Have you ever wondered why we are able to negotiate busy traffic intersections or why we are able to find rather quickly the products we need in a busy supermarket? Our visual system is usually overloaded with massive amounts of information, and still we are able to pick up the right information at the right moment in time. Indeed, we should not and cannot pay attention to all events. Instead, we need to direct attention to those events that have proven to be important in the past and suppress those that were distracting and irrelevant. Experiences moulded through a learning process enable us to extract and adapt to the statistical regularities in the world. This process is often referred to as statistical learning. The current project investigates these learning processes determining on how, when and what information is extracted by the visual system. Through brain imaging we seek to understand how learning taking place in brain and this affects attentional representations within putative priority maps across the visual hierarchy. This type of learning is largely unconscious, unintentional, and implicit; it runs "in the background", both seeking and giving structure to the world around us; making it coherent, predictable and quickly manageable. Even though a lot is known about how statistical learning affects language acquisition, object recognition, motor learning, and decision making, the current project is among the first to focus on its role in attention and selection. Visual perception must be selective, as we are confronted with the massive amount of available sensory input. Statistical learning occurring often beneath the level of awareness provides structure to the environment uncovering the relations between objects in space and time.

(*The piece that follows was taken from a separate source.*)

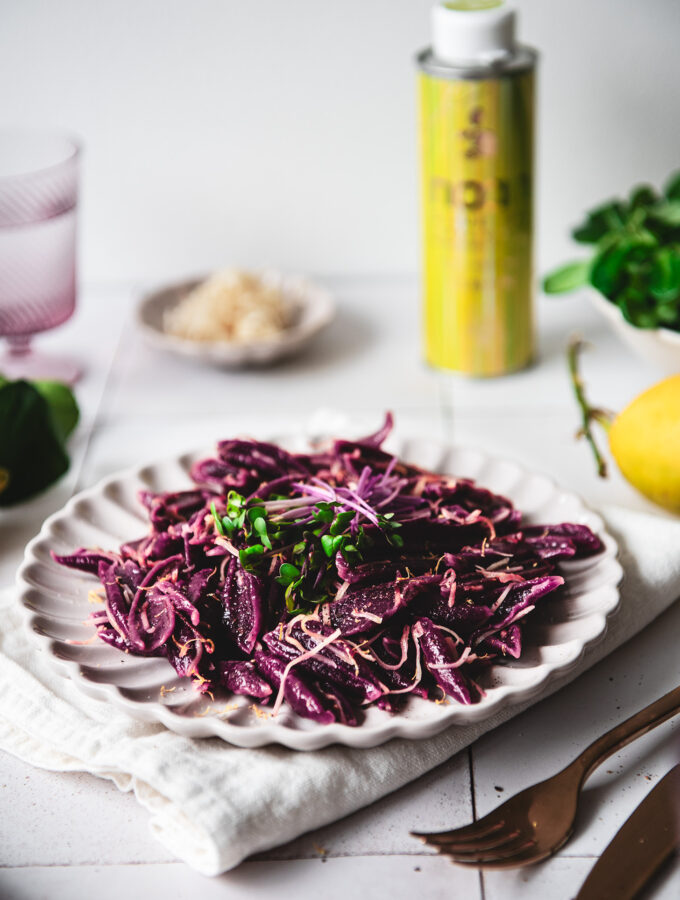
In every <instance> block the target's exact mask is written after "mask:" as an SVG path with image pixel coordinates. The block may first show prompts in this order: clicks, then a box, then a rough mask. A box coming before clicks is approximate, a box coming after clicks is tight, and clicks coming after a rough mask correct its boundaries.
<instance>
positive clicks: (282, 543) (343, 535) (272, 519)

Since the beginning of the project (January 2000), we have conducted many behavioral experiments uncovering the boundary conditions of statistical learning and attentional selection. We have focused on (1) the role of awareness during learning (2) the role of working memory during learning (3) whether learning is a truly automatic process (4) the role of statistical learning during reading (5) learning about across trial transitions (6) the extent to which distracting information can be ignored due to learning (6) learning across time and space (7) statistical learning and individual differences. All these projects have resulted in multiple published papers (see website: www.theeuweslab.com). There have been two major review papers: one paper that explains the applied societal relevance of statistical learning in a paper by Theeuwes (2021) in the journal “Cognitive Research: Principles and Implications”, and one paper in which we summarize the results of this project up till now by Theeuwes, Bogaerts & Van Moorselaar 2022 in het high impact journal “Trends in Cognitive Science”
The progress is excellent. Due to Covid-19, up till now, we have mainly focused behavioral studies that could be conducted on-line. This has worked out very well. For the coming period we will focus more on brain imaging, EEG studies and eye tracking, which all require research in the lab. The progress we will make the coming years in this respect will depend on the pandemic and how it will affect access to the laboratory which is needed for these type of studies.